Now only Mr. Savada’s handwriting remained, offering some scribbled details of the recording, on the brown paper record sleeve. Mr. Savada placed the disc on the record player and dropped the needle down, filling the store with the music that Morty Savada lived for.
“This is what dad loved, this sound,” Mr. Savada said. “He always had a record on when he was here.” When he was here, Mr. Savada ran the shop himself. Actually, he stopped doing business two years ago when his health declined, but he often visited his beloved collection, which remained in the shop after he died at his home in Harrison, N.Y., on Feb. 11 at age 85.
Many die-hard collectors used to gather at Records Revisited to find obscure singles on those 10-inch disks that featured one song per side, and which Mr. Savada kept organized alphabetically and by style on white floor-to-ceiling shelves lining the walls and the many narrow aisles.
After the Krupa record, Mr. Savada unpacked another box and pulled out MGM record 10160-A. It was in fair to good condition and had a perky yellow label from which Mr. Savada read out loud: “Marion Hutton sings ‘My Brooklyn Love Song,’ from the R.K.O. picture ‘If You Knew Susie.’ Orchestra conducted by Sonny Burke.”

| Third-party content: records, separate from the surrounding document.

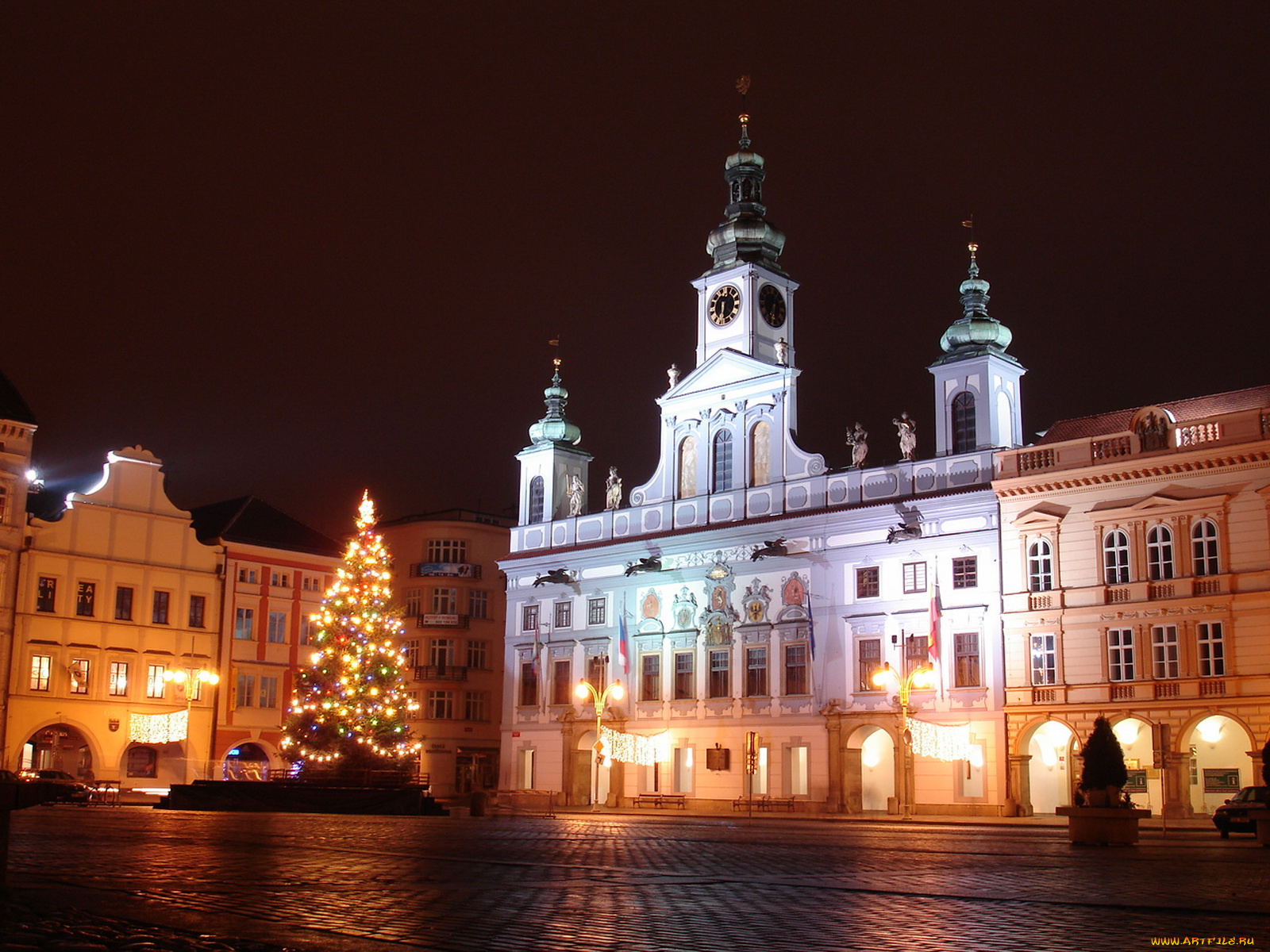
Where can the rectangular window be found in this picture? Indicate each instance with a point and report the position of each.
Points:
(1212, 654)
(277, 631)
(268, 691)
(441, 704)
(756, 672)
(1121, 654)
(197, 611)
(124, 603)
(40, 668)
(118, 679)
(156, 683)
(1165, 657)
(651, 677)
(721, 674)
(868, 662)
(965, 647)
(444, 550)
(413, 600)
(245, 691)
(795, 670)
(562, 682)
(685, 679)
(564, 615)
(965, 573)
(86, 600)
(1045, 660)
(596, 611)
(444, 601)
(529, 685)
(914, 578)
(79, 676)
(46, 594)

The song featured humorous lyrics delivered in exaggerated Brooklynese, culminating with the claim that a boy’s love for the Brooklyn Dodgers has diverted his concentration on his “goil.”

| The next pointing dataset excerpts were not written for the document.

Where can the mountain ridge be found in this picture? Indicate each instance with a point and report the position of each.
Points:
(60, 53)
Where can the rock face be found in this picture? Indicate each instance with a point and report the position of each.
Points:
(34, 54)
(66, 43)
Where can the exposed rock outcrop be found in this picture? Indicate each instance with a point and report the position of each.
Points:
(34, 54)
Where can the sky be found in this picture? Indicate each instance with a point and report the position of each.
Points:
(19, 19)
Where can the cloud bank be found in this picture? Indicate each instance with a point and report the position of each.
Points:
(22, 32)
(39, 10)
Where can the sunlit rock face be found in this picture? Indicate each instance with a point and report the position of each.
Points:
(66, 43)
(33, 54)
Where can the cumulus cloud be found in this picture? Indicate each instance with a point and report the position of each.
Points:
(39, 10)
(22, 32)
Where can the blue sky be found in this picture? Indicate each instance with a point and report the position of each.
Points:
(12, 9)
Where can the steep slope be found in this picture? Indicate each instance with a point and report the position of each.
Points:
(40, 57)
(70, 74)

Mr. Savada did not use a computer to keep track of his records, opting instead for index cards filed in a tan metal cabinet. The cabinet was still there, and Elias Savada scooped up a bunch of loose business cards scattered on it. There were cards from WCBS radio, as well as WNYC, WGBH, and the BBC and Reader’s Digest. There were individual clients, including a business card from Carol Hemingway, who according to Mr. Savada’s notation on the card was “Ernest H’s daughter in law,” who, he also noted, bought a Dwight Fisk recording put onto a cassette by Mr. Savada, which sold for $10.
Elias Savada said that neither he nor his brother or sister had any urge to take over their father’s business. Still, Elias is something of an archivist — he is a consultant in the movie industry whose specialty is determining whether certain television shows and other material has fallen into the public domain.

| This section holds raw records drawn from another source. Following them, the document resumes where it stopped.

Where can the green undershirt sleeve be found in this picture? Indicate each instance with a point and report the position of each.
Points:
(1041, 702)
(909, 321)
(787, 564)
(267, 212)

He said that his father, always an avid record buff, ran the family’s apparel company, but that after acquiring a small collection of 60,000 records, he opened a record store and got out of the garment business, which was flagging anyway because of competition from importers.
The Syracuse University archivists couldn’t be more pleased with the obscure records arriving in numbered boxes. Not only is there a huge swing collection, but also recordings of country, blues, gospel, polka, folk and Broadway tunes. Suzanne Thorin, the university’s dean of libraries, said the truckloads of Mr. Savada’s records — at least, the tiny percentage sampled so far — has revealed fascinating auditory treasures, including Carl Sandburg reading his own poetry while accompanying himself on the guitar, and Hazel Scott, the pianist and singer. There are also many rare recordings preserved only on V-Disc records produced for American military personnel overseas in the 1940s.
Mr. Savada said that his father had a policy of never selling the last copy of a recording. “He was running a business, but he knew he had an important archive here and he had a responsibility to maintain it.”